Covariant approach to relativistic large-eddy simulations: Lagrangian filtering

TL;DR

This paper introduces a covariant filtering scheme for relativistic fluid turbulence that is observer-dependent but spacetime-independent, enabling more accurate large-eddy simulations with effective sub-grid models.

Contribution

It presents the first covariant filtering method for relativistic turbulence, applicable in arbitrary spacetimes, and demonstrates how to extract sub-grid closure models from the filtered equations.

Findings

Filtering residuals can be modeled as a non-ideal fluid with effective viscosities.

Most non-ideal terms correlate with thermodynamic and flow invariants.

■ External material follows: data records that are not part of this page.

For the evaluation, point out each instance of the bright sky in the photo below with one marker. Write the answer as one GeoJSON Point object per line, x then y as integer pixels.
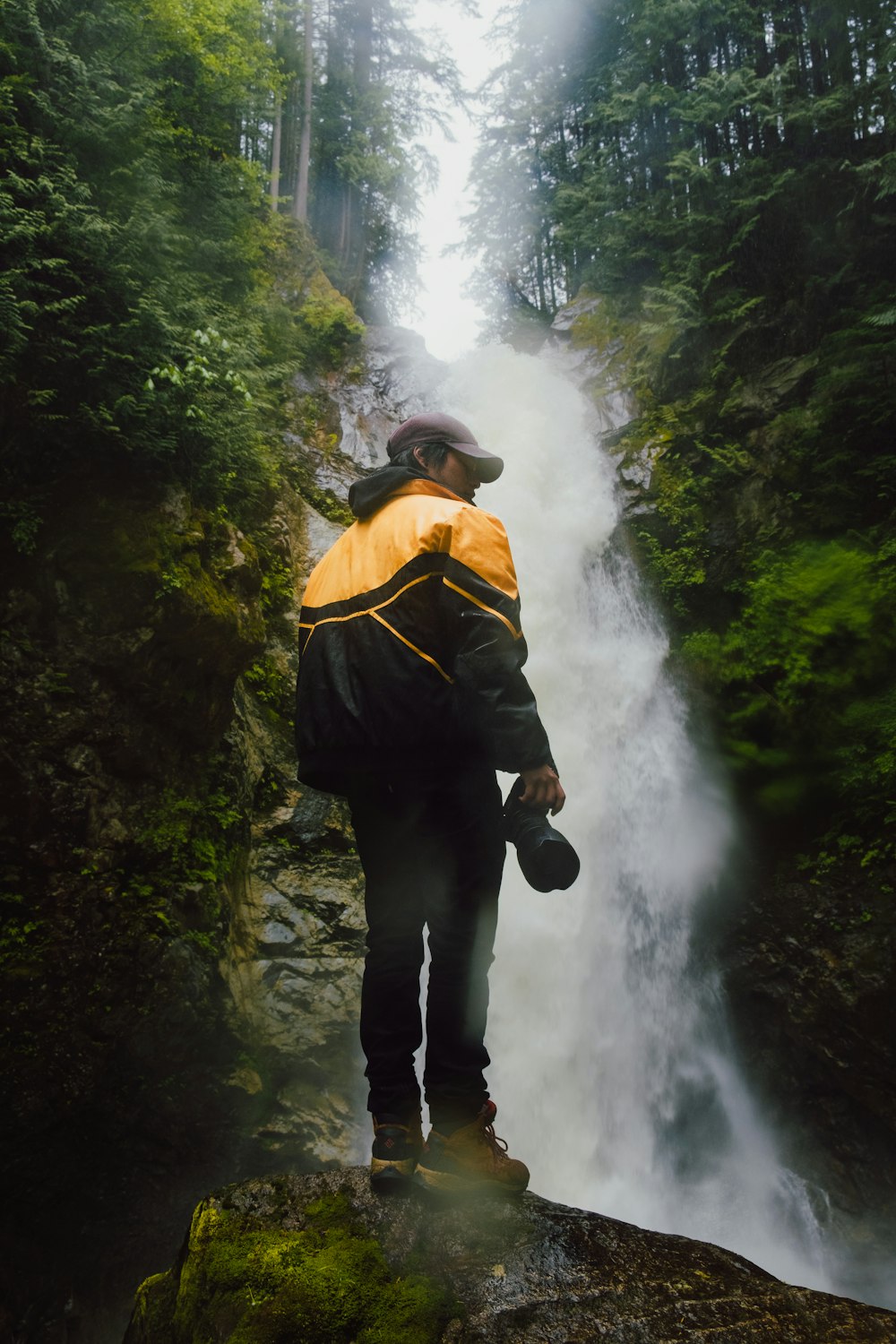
{"type": "Point", "coordinates": [449, 323]}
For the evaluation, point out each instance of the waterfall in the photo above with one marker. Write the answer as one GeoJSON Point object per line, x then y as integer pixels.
{"type": "Point", "coordinates": [611, 1067]}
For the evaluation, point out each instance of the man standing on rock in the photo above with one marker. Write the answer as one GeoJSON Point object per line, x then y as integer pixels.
{"type": "Point", "coordinates": [410, 696]}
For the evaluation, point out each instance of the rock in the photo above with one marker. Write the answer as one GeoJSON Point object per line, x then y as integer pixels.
{"type": "Point", "coordinates": [319, 1257]}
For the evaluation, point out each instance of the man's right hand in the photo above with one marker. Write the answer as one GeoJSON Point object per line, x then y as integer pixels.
{"type": "Point", "coordinates": [543, 789]}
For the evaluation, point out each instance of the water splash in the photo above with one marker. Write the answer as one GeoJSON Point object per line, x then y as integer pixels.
{"type": "Point", "coordinates": [611, 1064]}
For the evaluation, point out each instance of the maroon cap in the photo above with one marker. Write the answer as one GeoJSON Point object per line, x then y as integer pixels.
{"type": "Point", "coordinates": [444, 429]}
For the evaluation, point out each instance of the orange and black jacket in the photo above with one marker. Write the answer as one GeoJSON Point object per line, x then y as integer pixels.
{"type": "Point", "coordinates": [410, 644]}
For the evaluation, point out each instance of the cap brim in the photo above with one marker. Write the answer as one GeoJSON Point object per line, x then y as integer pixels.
{"type": "Point", "coordinates": [487, 464]}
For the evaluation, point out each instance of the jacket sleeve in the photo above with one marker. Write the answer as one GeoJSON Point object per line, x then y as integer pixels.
{"type": "Point", "coordinates": [482, 612]}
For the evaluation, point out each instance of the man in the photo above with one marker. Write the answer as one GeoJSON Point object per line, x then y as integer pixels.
{"type": "Point", "coordinates": [410, 696]}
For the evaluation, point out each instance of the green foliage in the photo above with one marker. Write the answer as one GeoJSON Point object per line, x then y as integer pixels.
{"type": "Point", "coordinates": [323, 1285]}
{"type": "Point", "coordinates": [191, 836]}
{"type": "Point", "coordinates": [721, 179]}
{"type": "Point", "coordinates": [142, 320]}
{"type": "Point", "coordinates": [327, 320]}
{"type": "Point", "coordinates": [804, 674]}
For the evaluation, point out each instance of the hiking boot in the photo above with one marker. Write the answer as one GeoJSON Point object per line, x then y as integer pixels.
{"type": "Point", "coordinates": [397, 1147]}
{"type": "Point", "coordinates": [470, 1159]}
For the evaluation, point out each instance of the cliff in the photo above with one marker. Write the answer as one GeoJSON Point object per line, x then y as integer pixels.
{"type": "Point", "coordinates": [320, 1258]}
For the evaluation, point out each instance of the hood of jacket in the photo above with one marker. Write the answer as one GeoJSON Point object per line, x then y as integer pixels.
{"type": "Point", "coordinates": [367, 495]}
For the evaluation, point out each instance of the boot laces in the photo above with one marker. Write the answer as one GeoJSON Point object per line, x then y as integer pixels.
{"type": "Point", "coordinates": [497, 1145]}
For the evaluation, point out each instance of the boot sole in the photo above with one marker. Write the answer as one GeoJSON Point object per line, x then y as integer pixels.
{"type": "Point", "coordinates": [392, 1176]}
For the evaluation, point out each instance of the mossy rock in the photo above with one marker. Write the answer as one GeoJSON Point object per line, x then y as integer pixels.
{"type": "Point", "coordinates": [250, 1284]}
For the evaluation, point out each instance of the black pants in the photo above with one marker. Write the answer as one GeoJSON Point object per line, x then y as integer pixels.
{"type": "Point", "coordinates": [433, 854]}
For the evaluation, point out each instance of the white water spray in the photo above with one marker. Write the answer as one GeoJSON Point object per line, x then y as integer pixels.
{"type": "Point", "coordinates": [610, 1061]}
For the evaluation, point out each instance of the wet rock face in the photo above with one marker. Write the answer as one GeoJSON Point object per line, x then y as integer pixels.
{"type": "Point", "coordinates": [498, 1271]}
{"type": "Point", "coordinates": [809, 972]}
{"type": "Point", "coordinates": [394, 379]}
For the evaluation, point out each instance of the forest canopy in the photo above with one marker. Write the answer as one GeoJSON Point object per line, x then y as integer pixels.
{"type": "Point", "coordinates": [150, 215]}
{"type": "Point", "coordinates": [721, 179]}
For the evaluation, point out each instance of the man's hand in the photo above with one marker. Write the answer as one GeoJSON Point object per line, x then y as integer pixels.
{"type": "Point", "coordinates": [543, 789]}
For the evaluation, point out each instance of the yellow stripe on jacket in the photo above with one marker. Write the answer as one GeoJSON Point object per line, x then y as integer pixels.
{"type": "Point", "coordinates": [421, 516]}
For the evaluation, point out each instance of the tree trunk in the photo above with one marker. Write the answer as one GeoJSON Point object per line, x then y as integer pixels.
{"type": "Point", "coordinates": [306, 142]}
{"type": "Point", "coordinates": [274, 155]}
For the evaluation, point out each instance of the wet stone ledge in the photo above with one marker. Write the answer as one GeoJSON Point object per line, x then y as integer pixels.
{"type": "Point", "coordinates": [319, 1257]}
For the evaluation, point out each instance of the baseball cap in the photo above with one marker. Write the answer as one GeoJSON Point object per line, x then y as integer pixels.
{"type": "Point", "coordinates": [444, 429]}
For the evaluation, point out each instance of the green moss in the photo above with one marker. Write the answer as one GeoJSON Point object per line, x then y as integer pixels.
{"type": "Point", "coordinates": [323, 1285]}
{"type": "Point", "coordinates": [153, 1309]}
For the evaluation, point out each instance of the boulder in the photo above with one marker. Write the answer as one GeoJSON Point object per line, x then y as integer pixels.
{"type": "Point", "coordinates": [320, 1258]}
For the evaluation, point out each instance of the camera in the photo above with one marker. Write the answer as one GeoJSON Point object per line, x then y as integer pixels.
{"type": "Point", "coordinates": [547, 859]}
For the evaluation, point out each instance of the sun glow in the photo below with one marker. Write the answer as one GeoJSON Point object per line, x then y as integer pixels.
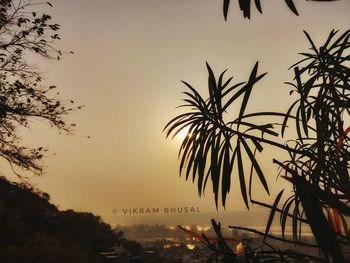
{"type": "Point", "coordinates": [183, 134]}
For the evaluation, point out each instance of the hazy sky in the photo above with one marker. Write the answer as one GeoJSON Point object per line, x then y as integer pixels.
{"type": "Point", "coordinates": [130, 56]}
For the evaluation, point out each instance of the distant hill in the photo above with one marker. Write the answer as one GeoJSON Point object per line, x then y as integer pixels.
{"type": "Point", "coordinates": [34, 230]}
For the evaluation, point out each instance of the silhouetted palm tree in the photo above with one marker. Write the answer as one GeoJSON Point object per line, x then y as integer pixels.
{"type": "Point", "coordinates": [319, 158]}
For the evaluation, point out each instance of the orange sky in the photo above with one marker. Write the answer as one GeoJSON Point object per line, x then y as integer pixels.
{"type": "Point", "coordinates": [130, 56]}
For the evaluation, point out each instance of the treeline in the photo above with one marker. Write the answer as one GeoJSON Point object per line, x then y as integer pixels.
{"type": "Point", "coordinates": [34, 230]}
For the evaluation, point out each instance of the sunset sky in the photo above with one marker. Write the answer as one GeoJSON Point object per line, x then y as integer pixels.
{"type": "Point", "coordinates": [130, 56]}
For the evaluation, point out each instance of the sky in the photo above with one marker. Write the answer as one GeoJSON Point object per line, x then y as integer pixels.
{"type": "Point", "coordinates": [129, 58]}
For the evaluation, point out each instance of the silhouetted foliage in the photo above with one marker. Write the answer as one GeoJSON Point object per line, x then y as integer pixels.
{"type": "Point", "coordinates": [26, 34]}
{"type": "Point", "coordinates": [318, 164]}
{"type": "Point", "coordinates": [34, 230]}
{"type": "Point", "coordinates": [245, 6]}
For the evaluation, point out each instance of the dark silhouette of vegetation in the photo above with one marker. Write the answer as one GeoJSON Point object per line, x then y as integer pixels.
{"type": "Point", "coordinates": [318, 164]}
{"type": "Point", "coordinates": [26, 34]}
{"type": "Point", "coordinates": [34, 230]}
{"type": "Point", "coordinates": [245, 6]}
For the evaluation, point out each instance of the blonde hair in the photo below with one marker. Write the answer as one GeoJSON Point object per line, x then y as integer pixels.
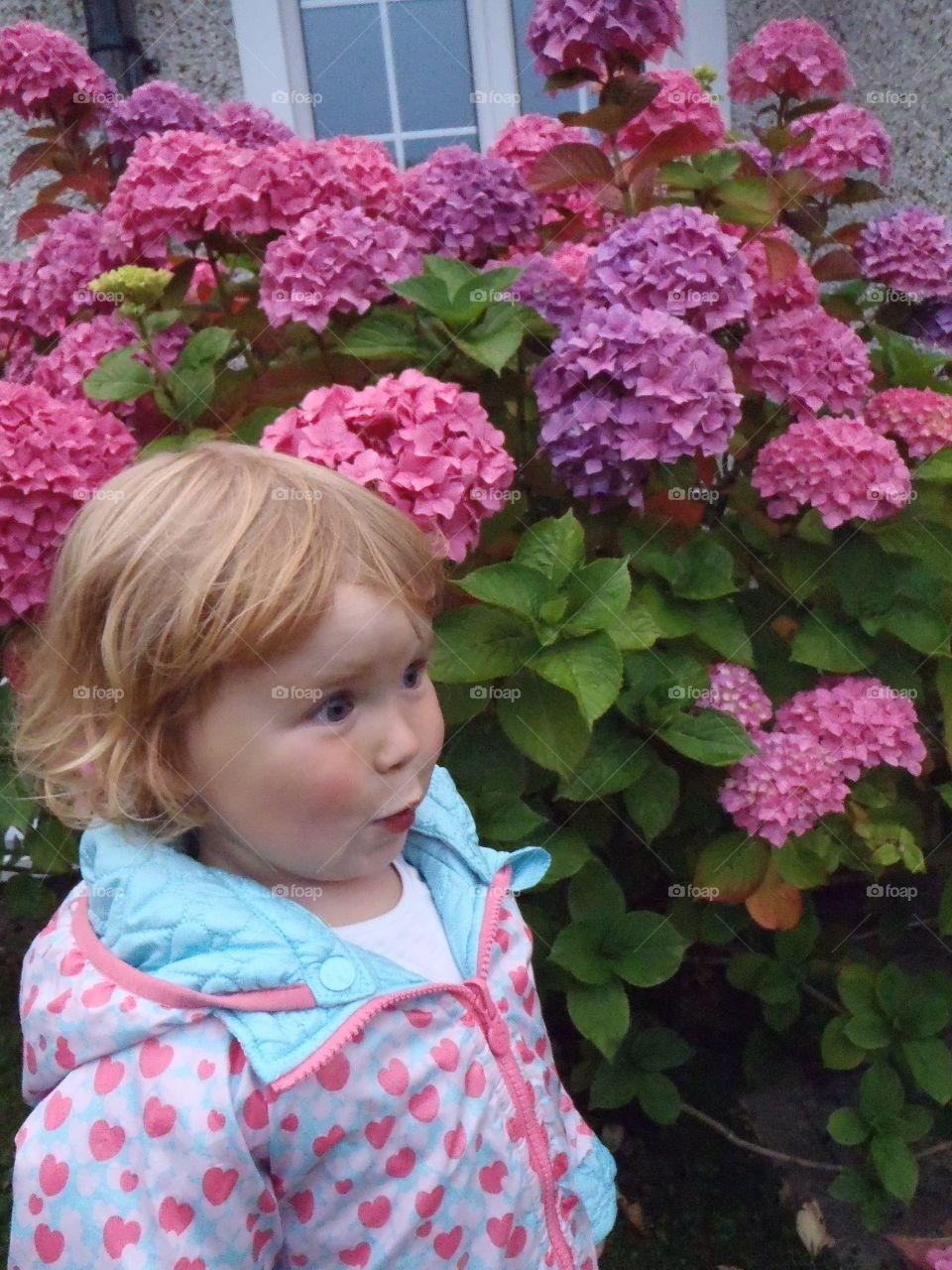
{"type": "Point", "coordinates": [180, 567]}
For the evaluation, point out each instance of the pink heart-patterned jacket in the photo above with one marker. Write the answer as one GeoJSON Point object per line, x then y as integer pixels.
{"type": "Point", "coordinates": [221, 1082]}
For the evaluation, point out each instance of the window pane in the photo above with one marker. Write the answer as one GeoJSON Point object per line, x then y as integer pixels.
{"type": "Point", "coordinates": [345, 64]}
{"type": "Point", "coordinates": [421, 148]}
{"type": "Point", "coordinates": [433, 64]}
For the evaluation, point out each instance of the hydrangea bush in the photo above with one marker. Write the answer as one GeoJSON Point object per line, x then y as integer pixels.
{"type": "Point", "coordinates": [679, 420]}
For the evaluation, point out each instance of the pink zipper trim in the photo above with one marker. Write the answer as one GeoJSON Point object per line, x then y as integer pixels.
{"type": "Point", "coordinates": [175, 994]}
{"type": "Point", "coordinates": [499, 1042]}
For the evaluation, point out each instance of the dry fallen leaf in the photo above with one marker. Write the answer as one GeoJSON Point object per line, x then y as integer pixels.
{"type": "Point", "coordinates": [811, 1228]}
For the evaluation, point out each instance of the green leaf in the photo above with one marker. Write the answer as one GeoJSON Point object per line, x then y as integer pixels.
{"type": "Point", "coordinates": [615, 760]}
{"type": "Point", "coordinates": [652, 801]}
{"type": "Point", "coordinates": [495, 339]}
{"type": "Point", "coordinates": [51, 846]}
{"type": "Point", "coordinates": [895, 1165]}
{"type": "Point", "coordinates": [576, 949]}
{"type": "Point", "coordinates": [651, 948]}
{"type": "Point", "coordinates": [601, 1012]}
{"type": "Point", "coordinates": [847, 1127]}
{"type": "Point", "coordinates": [544, 722]}
{"type": "Point", "coordinates": [27, 897]}
{"type": "Point", "coordinates": [930, 1065]}
{"type": "Point", "coordinates": [702, 570]}
{"type": "Point", "coordinates": [479, 643]}
{"type": "Point", "coordinates": [118, 377]}
{"type": "Point", "coordinates": [881, 1095]}
{"type": "Point", "coordinates": [553, 548]}
{"type": "Point", "coordinates": [385, 334]}
{"type": "Point", "coordinates": [594, 894]}
{"type": "Point", "coordinates": [869, 1032]}
{"type": "Point", "coordinates": [509, 585]}
{"type": "Point", "coordinates": [829, 644]}
{"type": "Point", "coordinates": [657, 1096]}
{"type": "Point", "coordinates": [590, 668]}
{"type": "Point", "coordinates": [733, 866]}
{"type": "Point", "coordinates": [598, 594]}
{"type": "Point", "coordinates": [837, 1051]}
{"type": "Point", "coordinates": [710, 737]}
{"type": "Point", "coordinates": [938, 466]}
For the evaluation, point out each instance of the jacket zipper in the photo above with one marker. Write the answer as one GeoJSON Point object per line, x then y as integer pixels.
{"type": "Point", "coordinates": [499, 1042]}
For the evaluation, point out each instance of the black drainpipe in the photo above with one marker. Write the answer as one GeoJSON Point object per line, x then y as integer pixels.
{"type": "Point", "coordinates": [113, 44]}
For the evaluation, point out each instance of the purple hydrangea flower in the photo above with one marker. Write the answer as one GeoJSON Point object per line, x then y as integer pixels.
{"type": "Point", "coordinates": [471, 204]}
{"type": "Point", "coordinates": [910, 250]}
{"type": "Point", "coordinates": [566, 33]}
{"type": "Point", "coordinates": [624, 388]}
{"type": "Point", "coordinates": [676, 259]}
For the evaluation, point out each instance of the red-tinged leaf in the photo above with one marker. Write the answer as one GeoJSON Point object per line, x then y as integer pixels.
{"type": "Point", "coordinates": [37, 220]}
{"type": "Point", "coordinates": [837, 266]}
{"type": "Point", "coordinates": [782, 259]}
{"type": "Point", "coordinates": [683, 139]}
{"type": "Point", "coordinates": [570, 163]}
{"type": "Point", "coordinates": [32, 159]}
{"type": "Point", "coordinates": [678, 511]}
{"type": "Point", "coordinates": [775, 906]}
{"type": "Point", "coordinates": [849, 234]}
{"type": "Point", "coordinates": [570, 79]}
{"type": "Point", "coordinates": [915, 1248]}
{"type": "Point", "coordinates": [572, 229]}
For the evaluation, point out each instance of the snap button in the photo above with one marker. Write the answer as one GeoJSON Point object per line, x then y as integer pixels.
{"type": "Point", "coordinates": [336, 973]}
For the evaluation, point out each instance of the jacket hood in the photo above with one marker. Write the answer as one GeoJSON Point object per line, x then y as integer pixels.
{"type": "Point", "coordinates": [151, 939]}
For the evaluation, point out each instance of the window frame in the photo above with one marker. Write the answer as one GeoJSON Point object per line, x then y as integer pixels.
{"type": "Point", "coordinates": [275, 68]}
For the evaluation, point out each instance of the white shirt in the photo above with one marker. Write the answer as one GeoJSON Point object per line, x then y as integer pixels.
{"type": "Point", "coordinates": [411, 934]}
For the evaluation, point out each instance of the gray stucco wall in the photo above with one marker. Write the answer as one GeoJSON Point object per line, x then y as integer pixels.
{"type": "Point", "coordinates": [193, 42]}
{"type": "Point", "coordinates": [900, 49]}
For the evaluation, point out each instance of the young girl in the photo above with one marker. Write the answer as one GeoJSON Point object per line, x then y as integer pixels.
{"type": "Point", "coordinates": [287, 1017]}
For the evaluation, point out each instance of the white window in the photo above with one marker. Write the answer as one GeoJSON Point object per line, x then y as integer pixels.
{"type": "Point", "coordinates": [416, 73]}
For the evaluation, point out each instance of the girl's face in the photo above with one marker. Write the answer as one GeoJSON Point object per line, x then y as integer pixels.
{"type": "Point", "coordinates": [298, 760]}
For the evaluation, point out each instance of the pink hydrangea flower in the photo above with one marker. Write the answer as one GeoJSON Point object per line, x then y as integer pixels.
{"type": "Point", "coordinates": [370, 168]}
{"type": "Point", "coordinates": [837, 465]}
{"type": "Point", "coordinates": [250, 126]}
{"type": "Point", "coordinates": [793, 58]}
{"type": "Point", "coordinates": [334, 261]}
{"type": "Point", "coordinates": [526, 137]}
{"type": "Point", "coordinates": [846, 140]}
{"type": "Point", "coordinates": [783, 789]}
{"type": "Point", "coordinates": [80, 349]}
{"type": "Point", "coordinates": [61, 264]}
{"type": "Point", "coordinates": [46, 73]}
{"type": "Point", "coordinates": [159, 105]}
{"type": "Point", "coordinates": [53, 456]}
{"type": "Point", "coordinates": [676, 259]}
{"type": "Point", "coordinates": [624, 388]}
{"type": "Point", "coordinates": [567, 33]}
{"type": "Point", "coordinates": [680, 100]}
{"type": "Point", "coordinates": [470, 204]}
{"type": "Point", "coordinates": [919, 417]}
{"type": "Point", "coordinates": [857, 722]}
{"type": "Point", "coordinates": [806, 359]}
{"type": "Point", "coordinates": [734, 690]}
{"type": "Point", "coordinates": [910, 250]}
{"type": "Point", "coordinates": [424, 445]}
{"type": "Point", "coordinates": [180, 186]}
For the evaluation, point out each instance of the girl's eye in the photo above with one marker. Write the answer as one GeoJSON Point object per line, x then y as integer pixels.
{"type": "Point", "coordinates": [344, 699]}
{"type": "Point", "coordinates": [331, 703]}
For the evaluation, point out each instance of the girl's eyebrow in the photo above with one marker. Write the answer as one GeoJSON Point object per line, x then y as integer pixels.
{"type": "Point", "coordinates": [352, 668]}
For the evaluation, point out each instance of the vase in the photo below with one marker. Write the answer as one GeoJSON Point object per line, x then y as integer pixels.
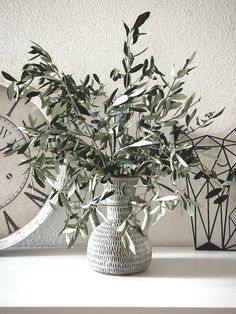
{"type": "Point", "coordinates": [106, 252]}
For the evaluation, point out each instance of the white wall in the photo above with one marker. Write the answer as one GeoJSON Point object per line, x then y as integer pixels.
{"type": "Point", "coordinates": [86, 36]}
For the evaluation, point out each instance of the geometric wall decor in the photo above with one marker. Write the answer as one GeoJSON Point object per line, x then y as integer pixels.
{"type": "Point", "coordinates": [214, 223]}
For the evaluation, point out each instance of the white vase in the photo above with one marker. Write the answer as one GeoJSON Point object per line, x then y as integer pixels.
{"type": "Point", "coordinates": [106, 253]}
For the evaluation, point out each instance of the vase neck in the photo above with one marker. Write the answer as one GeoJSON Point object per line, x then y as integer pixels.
{"type": "Point", "coordinates": [118, 205]}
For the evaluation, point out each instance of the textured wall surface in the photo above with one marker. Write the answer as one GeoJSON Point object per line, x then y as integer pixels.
{"type": "Point", "coordinates": [86, 36]}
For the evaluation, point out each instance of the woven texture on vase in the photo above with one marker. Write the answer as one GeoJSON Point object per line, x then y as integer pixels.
{"type": "Point", "coordinates": [106, 252]}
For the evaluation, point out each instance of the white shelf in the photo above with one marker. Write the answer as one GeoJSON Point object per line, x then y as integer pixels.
{"type": "Point", "coordinates": [179, 280]}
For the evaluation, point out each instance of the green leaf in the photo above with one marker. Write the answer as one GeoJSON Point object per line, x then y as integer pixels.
{"type": "Point", "coordinates": [121, 100]}
{"type": "Point", "coordinates": [127, 30]}
{"type": "Point", "coordinates": [141, 20]}
{"type": "Point", "coordinates": [83, 110]}
{"type": "Point", "coordinates": [178, 96]}
{"type": "Point", "coordinates": [106, 195]}
{"type": "Point", "coordinates": [181, 161]}
{"type": "Point", "coordinates": [32, 94]}
{"type": "Point", "coordinates": [8, 77]}
{"type": "Point", "coordinates": [11, 91]}
{"type": "Point", "coordinates": [96, 78]}
{"type": "Point", "coordinates": [221, 199]}
{"type": "Point", "coordinates": [213, 193]}
{"type": "Point", "coordinates": [136, 68]}
{"type": "Point", "coordinates": [219, 113]}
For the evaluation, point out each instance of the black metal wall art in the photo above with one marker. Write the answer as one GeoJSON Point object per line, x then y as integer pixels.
{"type": "Point", "coordinates": [214, 223]}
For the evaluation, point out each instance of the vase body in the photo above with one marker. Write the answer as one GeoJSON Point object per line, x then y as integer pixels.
{"type": "Point", "coordinates": [106, 253]}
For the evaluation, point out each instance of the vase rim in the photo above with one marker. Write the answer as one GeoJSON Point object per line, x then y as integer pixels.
{"type": "Point", "coordinates": [134, 178]}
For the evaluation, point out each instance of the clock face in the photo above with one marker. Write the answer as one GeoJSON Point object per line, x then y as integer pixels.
{"type": "Point", "coordinates": [23, 205]}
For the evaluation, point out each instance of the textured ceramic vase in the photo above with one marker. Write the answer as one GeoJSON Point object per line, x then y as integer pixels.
{"type": "Point", "coordinates": [106, 253]}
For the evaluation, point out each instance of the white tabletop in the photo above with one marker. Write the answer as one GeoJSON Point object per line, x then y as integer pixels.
{"type": "Point", "coordinates": [178, 278]}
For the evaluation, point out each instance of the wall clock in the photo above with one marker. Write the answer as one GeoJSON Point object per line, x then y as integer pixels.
{"type": "Point", "coordinates": [23, 205]}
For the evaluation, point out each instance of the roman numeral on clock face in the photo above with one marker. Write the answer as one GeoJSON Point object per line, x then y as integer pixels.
{"type": "Point", "coordinates": [4, 132]}
{"type": "Point", "coordinates": [11, 225]}
{"type": "Point", "coordinates": [36, 196]}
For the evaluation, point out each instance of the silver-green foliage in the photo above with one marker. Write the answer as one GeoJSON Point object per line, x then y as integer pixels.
{"type": "Point", "coordinates": [93, 142]}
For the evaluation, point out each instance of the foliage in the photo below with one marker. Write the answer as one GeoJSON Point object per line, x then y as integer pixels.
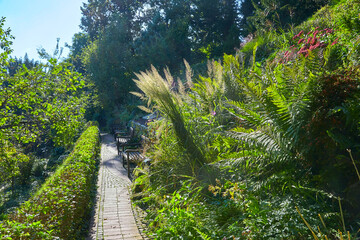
{"type": "Point", "coordinates": [273, 127]}
{"type": "Point", "coordinates": [60, 208]}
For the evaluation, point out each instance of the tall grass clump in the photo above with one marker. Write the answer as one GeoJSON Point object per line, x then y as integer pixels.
{"type": "Point", "coordinates": [168, 97]}
{"type": "Point", "coordinates": [62, 207]}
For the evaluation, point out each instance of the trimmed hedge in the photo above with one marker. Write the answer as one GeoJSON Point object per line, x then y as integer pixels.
{"type": "Point", "coordinates": [62, 207]}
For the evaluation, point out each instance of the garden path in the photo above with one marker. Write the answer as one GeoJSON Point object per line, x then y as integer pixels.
{"type": "Point", "coordinates": [114, 218]}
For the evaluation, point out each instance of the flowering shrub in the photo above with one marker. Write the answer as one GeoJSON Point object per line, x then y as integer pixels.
{"type": "Point", "coordinates": [303, 43]}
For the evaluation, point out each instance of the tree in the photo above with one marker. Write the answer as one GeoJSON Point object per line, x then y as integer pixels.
{"type": "Point", "coordinates": [41, 103]}
{"type": "Point", "coordinates": [267, 15]}
{"type": "Point", "coordinates": [108, 62]}
{"type": "Point", "coordinates": [79, 42]}
{"type": "Point", "coordinates": [17, 63]}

A power-law model fits the non-ideal coefficients for sub-grid closure.

Abstract

We present a proof-of-principle implementation of the first fully covariant filtering scheme applied to relativistic fluid turbulence. The filtering is performed with respect to special observers, identified dynamically as moving with the "bulk of the flow". This means that filtering does not depend on foliations of spacetime but rather on the intrinsic fibration traced out by the observers. The covariance of the approach means that the results may be lifted into an arbitrary, curved spacetime. This practical step follows theoretical work showing that the residuals introduced by filtering a fine-scale ideal fluid can be represented by a non-ideal fluid prescription at the coarse scale. We interpret such non-ideal terms using a simple first-order gradient model, which allows us to extract effective turbulent viscosities and conductivity. A statistical regression on these terms shows that the majority of their variation may be explained by the thermodynamic properties of the filtered fluid and invariants of its flow, such as the shear and vorticity. This serves as a validation of the method and enables us to fit a functional, power-law form for the non-ideal coefficients -- an approach that may be used practically to give a sub-grid closure model in large-eddy simulations.